Artown is a culture festival, hosted in Reno, Nevada on a yearly basis which started in 1996. During the years it has hosted many famous artists like Mikhail Baryshnikov, Marcel Marceau and others.

== History ==
In 1996, a group of business and arts executives in the Reno, Nevada (United States) Arts and Culture Commission developed a plan to use the arts to improve the city's self-image and give locals a reason to visit downtown. The idea was to highlight the community's cultural depth, ignite civic pride, and channel the economic and cultural rebirth of the city. Later that year, over three weeks in July, the first Uptown Downtown Artown festival took place. More than 30,000 people attended.

In the years since, Artown has grown into what the National Endowment for the Arts calls one of the most comprehensive festivals in the country, with more than 100 organizations and businesses offering about 350 visual, performing, and humanities events in 100 locations citywide, during the entire month of July. Approximately 350,000 people experience the festival annually.
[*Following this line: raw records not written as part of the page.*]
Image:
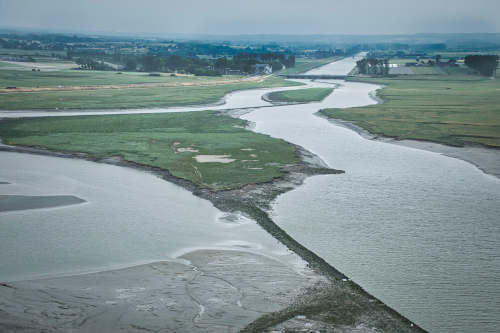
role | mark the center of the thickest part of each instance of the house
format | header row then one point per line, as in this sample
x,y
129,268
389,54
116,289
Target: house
x,y
263,69
229,71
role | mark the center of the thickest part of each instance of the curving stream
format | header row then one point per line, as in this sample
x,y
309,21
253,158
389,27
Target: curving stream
x,y
419,230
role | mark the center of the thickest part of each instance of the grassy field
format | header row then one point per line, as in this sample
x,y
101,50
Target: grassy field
x,y
300,95
168,141
304,64
33,53
450,109
130,98
91,78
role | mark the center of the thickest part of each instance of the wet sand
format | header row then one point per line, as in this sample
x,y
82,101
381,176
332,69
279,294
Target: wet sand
x,y
485,159
204,291
23,202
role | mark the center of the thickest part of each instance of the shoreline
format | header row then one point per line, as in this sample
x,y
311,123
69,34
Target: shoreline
x,y
485,159
254,202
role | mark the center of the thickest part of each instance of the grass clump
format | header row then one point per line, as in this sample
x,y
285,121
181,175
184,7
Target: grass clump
x,y
168,141
451,109
300,95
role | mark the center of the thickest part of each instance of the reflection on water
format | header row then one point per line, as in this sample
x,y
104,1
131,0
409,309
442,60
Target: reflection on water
x,y
419,230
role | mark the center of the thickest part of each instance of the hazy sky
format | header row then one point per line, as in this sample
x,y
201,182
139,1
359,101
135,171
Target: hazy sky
x,y
254,16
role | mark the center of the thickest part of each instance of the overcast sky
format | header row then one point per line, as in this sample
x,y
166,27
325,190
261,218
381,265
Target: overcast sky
x,y
254,16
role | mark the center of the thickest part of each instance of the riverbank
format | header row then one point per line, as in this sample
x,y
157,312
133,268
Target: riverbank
x,y
454,109
487,159
253,201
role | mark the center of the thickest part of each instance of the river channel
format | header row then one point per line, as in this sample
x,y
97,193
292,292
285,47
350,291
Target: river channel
x,y
419,230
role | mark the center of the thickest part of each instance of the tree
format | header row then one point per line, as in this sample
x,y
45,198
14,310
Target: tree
x,y
484,64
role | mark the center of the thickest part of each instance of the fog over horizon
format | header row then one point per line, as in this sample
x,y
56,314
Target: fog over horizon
x,y
254,17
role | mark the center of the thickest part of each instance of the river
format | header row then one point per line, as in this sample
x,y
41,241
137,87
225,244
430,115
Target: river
x,y
418,230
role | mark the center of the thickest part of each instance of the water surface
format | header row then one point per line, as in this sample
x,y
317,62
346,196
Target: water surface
x,y
419,230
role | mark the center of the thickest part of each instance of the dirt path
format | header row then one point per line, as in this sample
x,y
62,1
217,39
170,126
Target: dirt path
x,y
135,85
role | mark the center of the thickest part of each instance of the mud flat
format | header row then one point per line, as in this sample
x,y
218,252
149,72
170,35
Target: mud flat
x,y
22,202
203,291
485,159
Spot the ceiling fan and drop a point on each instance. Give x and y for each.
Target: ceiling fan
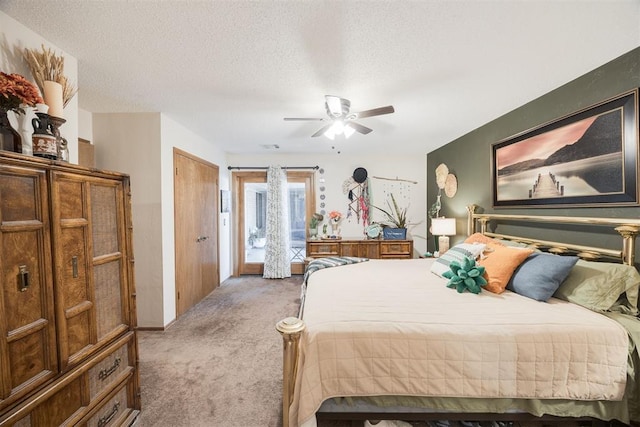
(341, 120)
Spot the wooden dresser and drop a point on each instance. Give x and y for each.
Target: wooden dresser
(375, 249)
(68, 346)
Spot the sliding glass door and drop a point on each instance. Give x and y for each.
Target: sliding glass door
(250, 190)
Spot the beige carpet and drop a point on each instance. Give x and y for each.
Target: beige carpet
(220, 365)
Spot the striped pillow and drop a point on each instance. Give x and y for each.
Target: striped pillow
(456, 253)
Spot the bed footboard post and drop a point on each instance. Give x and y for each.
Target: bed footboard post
(290, 328)
(629, 234)
(471, 221)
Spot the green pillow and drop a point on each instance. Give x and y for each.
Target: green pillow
(602, 286)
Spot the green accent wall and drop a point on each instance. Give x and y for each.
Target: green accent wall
(469, 157)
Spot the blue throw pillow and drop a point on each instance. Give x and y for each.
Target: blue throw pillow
(540, 275)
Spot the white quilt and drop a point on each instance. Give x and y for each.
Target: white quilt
(390, 327)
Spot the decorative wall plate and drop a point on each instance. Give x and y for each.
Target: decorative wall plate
(451, 185)
(441, 175)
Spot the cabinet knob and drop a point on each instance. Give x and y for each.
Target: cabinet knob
(23, 274)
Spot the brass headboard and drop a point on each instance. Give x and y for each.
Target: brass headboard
(628, 228)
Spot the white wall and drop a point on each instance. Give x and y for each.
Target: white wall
(130, 143)
(85, 124)
(338, 168)
(141, 145)
(15, 37)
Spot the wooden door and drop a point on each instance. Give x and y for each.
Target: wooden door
(196, 232)
(28, 356)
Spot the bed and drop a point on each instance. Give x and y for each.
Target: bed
(388, 339)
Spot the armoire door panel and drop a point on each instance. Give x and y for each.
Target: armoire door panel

Artown has welcomed such artists as Mikhail Baryshnikov, Marcel Marceau, Jazz at Lincoln Center Orchestra with Wynton Marsalis, Project Bandaloop, the American Ballet Theatre and Harlem Gospel Choir. The festival events include Discover the Arts, a hands-on arts program drawing more than 3,400 children annually; Movies in the Park, an outdoor screening of films; Monday Night Family Series, featuring kid-friendly performances from marionettes to music; and, the World Music Series, bringing musical entertainment from around the globe including David Krakauer's Klezmer Madness, Mariachi Sol de Mexico and San Jose Taiko. Artown incorporates exhibits from area galleries including the Nevada Museum of Art and hosts events such as Artown After Dark.